To celebrate the annual Star Wars Day on May 4, we look back at the famous connection between Pembroke Dock and the 68 billion-dollar franchise.

The winter of 1978-79 will be remembered by most movie fans as the time people first saw Christopher Reeve as Superman or watched Dame Maggie Smith's Oscar-winning performance in California Suite.

However, the world still had Star Wars fever from the release of the first film in 1977, and a sequel, 'the Empire Strikes Back,' was hugely anticipated.

During production of the film, the only full-scale model of the classic spaceship, the Millennium Falcon, was built in Pembroke Dock's flying boat hangers.

The Millennium Falcon is one of the most recognisable icons in cinematic history, piloted by legendary characters Han Solo and Chewbacca, but very few from outside west Wales realise it was built locally.

John Clark was the foreman for the firm that built the spaceship, and his pictures of the design are now in Pembroke Dock Heritage Centre's archives.

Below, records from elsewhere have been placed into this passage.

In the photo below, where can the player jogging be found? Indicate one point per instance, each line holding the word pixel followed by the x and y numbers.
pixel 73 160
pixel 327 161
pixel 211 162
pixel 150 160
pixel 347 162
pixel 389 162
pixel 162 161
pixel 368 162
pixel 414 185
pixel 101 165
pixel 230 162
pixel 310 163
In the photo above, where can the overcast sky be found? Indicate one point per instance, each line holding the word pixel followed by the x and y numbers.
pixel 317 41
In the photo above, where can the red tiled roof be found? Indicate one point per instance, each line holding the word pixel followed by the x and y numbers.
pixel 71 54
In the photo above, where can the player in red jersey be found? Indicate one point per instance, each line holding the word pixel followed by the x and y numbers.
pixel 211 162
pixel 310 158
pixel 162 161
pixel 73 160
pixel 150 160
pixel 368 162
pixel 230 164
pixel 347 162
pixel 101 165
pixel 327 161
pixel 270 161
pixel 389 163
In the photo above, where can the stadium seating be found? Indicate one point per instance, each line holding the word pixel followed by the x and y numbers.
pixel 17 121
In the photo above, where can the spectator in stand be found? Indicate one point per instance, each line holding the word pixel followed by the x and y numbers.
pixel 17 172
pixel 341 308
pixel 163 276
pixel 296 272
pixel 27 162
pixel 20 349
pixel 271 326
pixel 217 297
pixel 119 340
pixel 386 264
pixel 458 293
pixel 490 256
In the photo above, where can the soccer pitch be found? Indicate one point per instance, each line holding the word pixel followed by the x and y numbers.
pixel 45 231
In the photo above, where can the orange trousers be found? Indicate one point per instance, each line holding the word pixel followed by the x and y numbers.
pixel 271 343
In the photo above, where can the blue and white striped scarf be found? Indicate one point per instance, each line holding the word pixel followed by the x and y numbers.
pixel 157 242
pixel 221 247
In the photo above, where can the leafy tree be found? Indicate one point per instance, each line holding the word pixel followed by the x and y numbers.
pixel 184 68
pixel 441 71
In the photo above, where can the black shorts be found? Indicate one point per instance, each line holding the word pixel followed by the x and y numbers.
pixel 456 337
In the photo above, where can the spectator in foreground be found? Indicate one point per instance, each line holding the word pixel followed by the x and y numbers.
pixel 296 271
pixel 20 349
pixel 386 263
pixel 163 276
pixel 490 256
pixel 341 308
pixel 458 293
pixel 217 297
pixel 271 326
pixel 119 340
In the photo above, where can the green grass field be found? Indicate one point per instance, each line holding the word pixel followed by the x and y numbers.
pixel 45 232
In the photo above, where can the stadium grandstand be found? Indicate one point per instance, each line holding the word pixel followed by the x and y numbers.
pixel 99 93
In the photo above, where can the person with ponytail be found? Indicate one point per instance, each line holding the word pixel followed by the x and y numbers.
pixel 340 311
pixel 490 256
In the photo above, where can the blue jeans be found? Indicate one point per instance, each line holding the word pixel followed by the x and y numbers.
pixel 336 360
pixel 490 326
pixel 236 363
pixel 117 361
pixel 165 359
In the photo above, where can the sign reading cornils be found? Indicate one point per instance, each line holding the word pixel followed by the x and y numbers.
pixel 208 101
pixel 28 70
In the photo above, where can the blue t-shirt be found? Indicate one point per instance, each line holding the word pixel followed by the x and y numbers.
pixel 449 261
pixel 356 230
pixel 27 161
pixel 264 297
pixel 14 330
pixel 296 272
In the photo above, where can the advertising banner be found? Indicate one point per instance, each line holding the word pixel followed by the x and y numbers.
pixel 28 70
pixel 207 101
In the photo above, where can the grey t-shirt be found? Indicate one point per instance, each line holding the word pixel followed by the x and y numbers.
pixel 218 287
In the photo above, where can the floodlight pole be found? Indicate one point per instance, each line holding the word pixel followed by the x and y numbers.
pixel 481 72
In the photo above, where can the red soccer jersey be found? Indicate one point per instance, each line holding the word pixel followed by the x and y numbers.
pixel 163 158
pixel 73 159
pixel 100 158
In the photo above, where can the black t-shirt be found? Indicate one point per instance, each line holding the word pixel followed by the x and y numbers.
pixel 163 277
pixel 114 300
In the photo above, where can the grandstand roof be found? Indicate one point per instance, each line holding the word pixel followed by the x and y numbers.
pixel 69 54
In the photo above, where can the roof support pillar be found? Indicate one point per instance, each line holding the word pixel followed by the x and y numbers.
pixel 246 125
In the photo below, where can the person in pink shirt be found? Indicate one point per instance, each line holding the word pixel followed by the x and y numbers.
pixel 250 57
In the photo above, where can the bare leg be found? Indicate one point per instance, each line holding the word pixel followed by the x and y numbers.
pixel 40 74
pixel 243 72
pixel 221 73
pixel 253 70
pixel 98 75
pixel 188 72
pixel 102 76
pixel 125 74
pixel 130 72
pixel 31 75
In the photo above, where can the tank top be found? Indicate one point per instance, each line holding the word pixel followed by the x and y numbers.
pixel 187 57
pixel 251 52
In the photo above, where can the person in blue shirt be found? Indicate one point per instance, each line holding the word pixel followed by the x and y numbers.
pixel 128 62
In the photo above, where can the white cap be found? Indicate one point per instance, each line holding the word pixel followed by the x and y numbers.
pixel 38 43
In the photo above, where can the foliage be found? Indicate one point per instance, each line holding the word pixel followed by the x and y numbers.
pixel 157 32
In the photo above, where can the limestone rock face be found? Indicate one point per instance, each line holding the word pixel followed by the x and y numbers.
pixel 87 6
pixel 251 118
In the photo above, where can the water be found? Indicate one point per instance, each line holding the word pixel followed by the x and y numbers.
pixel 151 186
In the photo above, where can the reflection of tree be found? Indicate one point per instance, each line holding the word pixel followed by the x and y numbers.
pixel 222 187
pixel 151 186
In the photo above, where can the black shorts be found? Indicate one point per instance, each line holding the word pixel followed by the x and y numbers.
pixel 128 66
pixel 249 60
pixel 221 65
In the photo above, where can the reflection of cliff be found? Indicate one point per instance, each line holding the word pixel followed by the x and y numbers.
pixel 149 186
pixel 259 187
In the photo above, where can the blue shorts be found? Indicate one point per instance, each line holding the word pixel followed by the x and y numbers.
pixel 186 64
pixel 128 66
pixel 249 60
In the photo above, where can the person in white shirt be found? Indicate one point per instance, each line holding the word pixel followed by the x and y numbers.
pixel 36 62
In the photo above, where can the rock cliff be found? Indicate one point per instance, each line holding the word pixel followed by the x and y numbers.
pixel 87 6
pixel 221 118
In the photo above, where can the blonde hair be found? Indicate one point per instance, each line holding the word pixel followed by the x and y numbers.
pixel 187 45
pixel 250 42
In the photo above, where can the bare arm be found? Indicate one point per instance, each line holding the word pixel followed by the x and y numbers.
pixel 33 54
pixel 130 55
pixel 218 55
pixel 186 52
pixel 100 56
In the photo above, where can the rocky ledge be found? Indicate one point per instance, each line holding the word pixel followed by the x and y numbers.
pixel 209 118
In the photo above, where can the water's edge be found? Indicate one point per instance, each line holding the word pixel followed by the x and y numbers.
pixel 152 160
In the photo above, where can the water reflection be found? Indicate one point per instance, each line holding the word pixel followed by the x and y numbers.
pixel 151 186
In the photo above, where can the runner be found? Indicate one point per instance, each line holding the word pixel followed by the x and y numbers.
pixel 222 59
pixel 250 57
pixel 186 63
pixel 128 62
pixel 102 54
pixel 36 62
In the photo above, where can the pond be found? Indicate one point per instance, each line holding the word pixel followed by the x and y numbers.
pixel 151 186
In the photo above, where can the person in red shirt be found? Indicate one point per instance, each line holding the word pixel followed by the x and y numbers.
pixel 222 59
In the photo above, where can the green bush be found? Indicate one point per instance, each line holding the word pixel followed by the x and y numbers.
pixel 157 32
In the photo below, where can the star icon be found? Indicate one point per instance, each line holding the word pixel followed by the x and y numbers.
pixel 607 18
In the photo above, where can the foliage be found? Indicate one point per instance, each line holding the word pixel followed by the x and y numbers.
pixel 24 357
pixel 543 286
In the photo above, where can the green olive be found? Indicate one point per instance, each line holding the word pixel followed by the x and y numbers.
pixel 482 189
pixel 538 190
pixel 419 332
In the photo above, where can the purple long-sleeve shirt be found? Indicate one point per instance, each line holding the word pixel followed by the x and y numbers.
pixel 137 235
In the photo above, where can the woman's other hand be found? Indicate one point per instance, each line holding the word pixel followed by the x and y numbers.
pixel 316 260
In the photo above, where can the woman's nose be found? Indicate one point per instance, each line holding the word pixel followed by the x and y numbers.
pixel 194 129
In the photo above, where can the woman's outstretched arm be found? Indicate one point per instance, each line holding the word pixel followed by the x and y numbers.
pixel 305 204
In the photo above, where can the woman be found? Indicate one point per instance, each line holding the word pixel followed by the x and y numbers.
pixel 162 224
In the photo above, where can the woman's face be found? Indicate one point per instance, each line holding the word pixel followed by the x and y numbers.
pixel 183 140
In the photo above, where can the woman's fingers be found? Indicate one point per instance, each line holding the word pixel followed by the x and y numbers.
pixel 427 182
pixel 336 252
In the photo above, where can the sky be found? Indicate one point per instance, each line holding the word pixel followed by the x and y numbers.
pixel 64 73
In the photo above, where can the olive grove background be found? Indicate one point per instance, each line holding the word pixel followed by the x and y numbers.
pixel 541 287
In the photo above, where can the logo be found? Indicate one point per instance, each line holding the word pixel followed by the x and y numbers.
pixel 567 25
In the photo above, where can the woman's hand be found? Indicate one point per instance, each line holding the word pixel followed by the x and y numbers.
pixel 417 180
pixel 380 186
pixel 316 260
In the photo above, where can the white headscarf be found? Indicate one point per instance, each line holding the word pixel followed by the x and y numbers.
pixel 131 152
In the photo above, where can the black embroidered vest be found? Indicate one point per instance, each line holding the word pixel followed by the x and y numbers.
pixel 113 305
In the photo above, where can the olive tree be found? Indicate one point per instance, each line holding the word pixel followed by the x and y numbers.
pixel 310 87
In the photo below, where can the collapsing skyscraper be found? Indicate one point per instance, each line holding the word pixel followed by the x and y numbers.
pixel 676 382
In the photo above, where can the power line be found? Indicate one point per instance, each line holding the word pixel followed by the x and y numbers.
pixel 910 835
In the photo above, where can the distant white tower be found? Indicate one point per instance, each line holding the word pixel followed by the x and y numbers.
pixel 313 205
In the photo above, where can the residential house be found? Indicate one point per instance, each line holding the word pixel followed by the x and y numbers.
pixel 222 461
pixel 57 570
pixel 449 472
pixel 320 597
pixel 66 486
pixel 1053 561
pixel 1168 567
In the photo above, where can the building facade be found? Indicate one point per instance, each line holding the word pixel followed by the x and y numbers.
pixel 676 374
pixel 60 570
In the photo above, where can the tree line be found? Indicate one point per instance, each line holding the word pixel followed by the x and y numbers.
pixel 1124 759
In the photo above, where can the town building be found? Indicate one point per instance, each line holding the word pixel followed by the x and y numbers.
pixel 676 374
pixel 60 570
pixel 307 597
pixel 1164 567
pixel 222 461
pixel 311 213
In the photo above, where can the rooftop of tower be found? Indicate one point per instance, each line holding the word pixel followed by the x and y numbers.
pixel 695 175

The prop was built with CIA-level secrecy before travelling to Pinewood Studios in London for filming the second movie in the franchise.

Nowadays, the Empire Strikes Back is regarded as one of the greatest sequels of all time, along with The Godfather: Part Two and Terminator Two: Judgment Day, and a iconic part of the movie and the franchise's legacy will always have a special connection to Pembroke Dock's dockyard.